May 31st was the day a guy with a few a years on me and a tear-drop tattoo saw fit to give me a hug. And I let him--he then returned to raving about the new Transformers movie coming out.

June 1st was a day like any other, because whether I'm there or not, there are people at the House of Charity, as there are people everywhere.

People with problems. Just like people everywhere.

Just ask, folks will let you in on them. Sometimes you don't even have to ask, the information is volunteered. Like with folks everywhere.

I've spent the better part of a year working with the homeless in Spokane, and I'm still trying to figure it out. What's so different, that is. Well, there are differences. I (someone with a place to go tonight), have got that bit covered. I don't have to worry about it. It's also a safe bet that I'm starting to go a bit paranoid if I'm worried about someone taking my stuff, or them taking a knife out and waving it at me.

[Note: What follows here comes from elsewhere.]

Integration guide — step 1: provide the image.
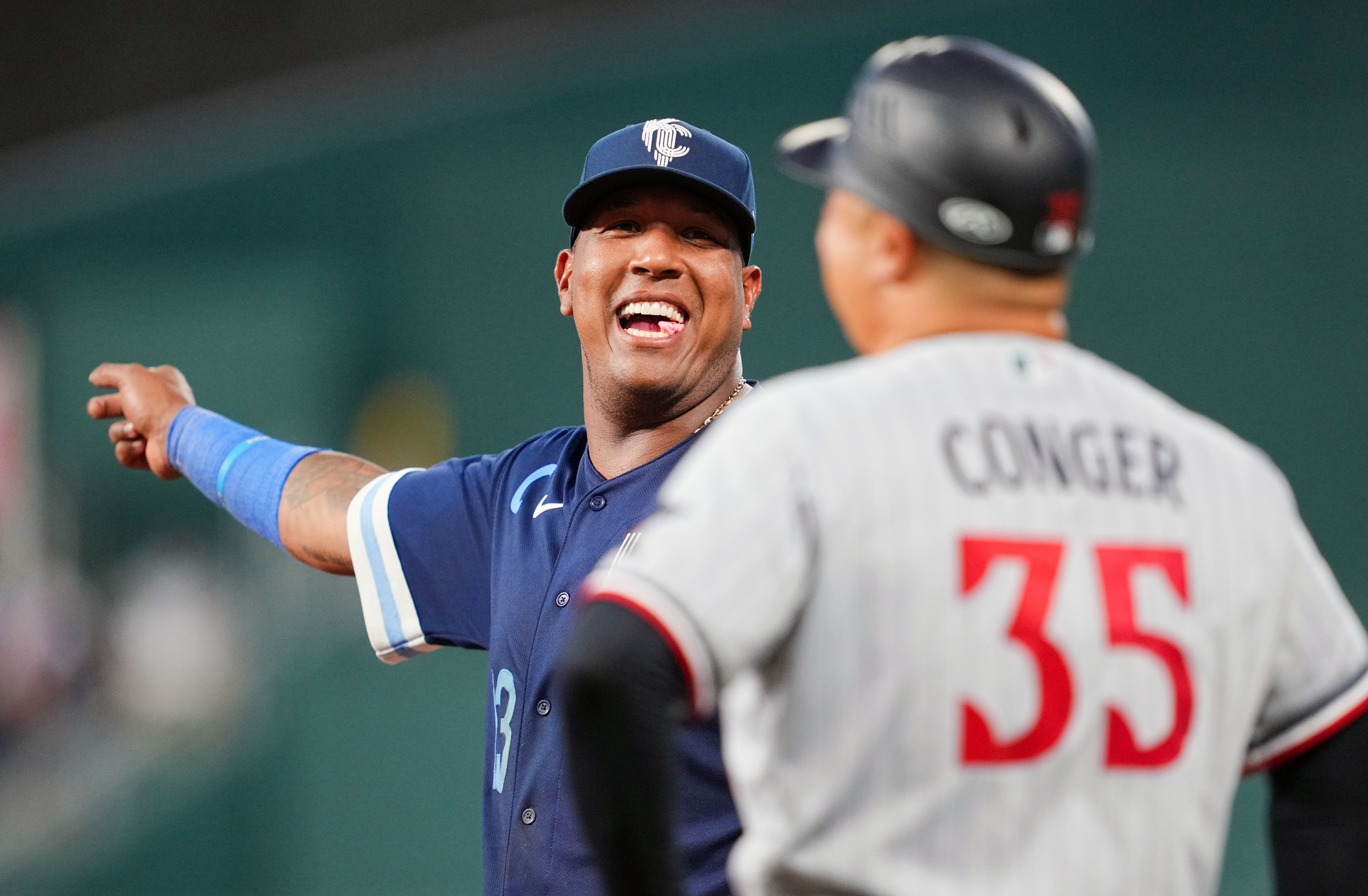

It's amazing that folks whom you would be hard-pressed to call paranoid if they were worrying about these things (since they happen) are able to dig themselves out of such holes. It's that paradox that I've been thinking about since I got to the House of Charity--so, you want to take those that have nothing, and yell at them to get a job, without really mentioning how, but you're willing to take someone who has so much (probably anyone reading this, considering you're reading it on a computer), and applaude us for it.

But I shouldn't be so bold, since we've all got problems. Thankfully though, when someone's driving down the street, they usually don't throw things at me. Nor do my weaknesses (a plenty, don't tell anybody) get taken advantage of for profit (http://www.bumfightsvideos.com/) or sport. At least I hope not.

Currently, though, my problems consist of how to figure out to move to New Orleans (as part of the Greater New Orleans Region of Teach for America) and teach a slug of kids that have much bigger fish to fry than doing their chemistry homework to learn to achieve the potential that they have in them.

Gah, I should be preparing (things to read) now.

But why is it a question that people over thirty could lead productive, useful lives? Doesn't make the future seem bright, really. Makes it uncertain.

Why did someone find it interesting enough to put on a coffee cup? (Not that that's a gold standard or something) but seriously, life is just starting to get good about then right?

We're not still buying the message Hollywood is selling are we? That you can never be too rich or too thin? (Sorry Wallis Simpson). I hope we aren't. (Young could be in there too.)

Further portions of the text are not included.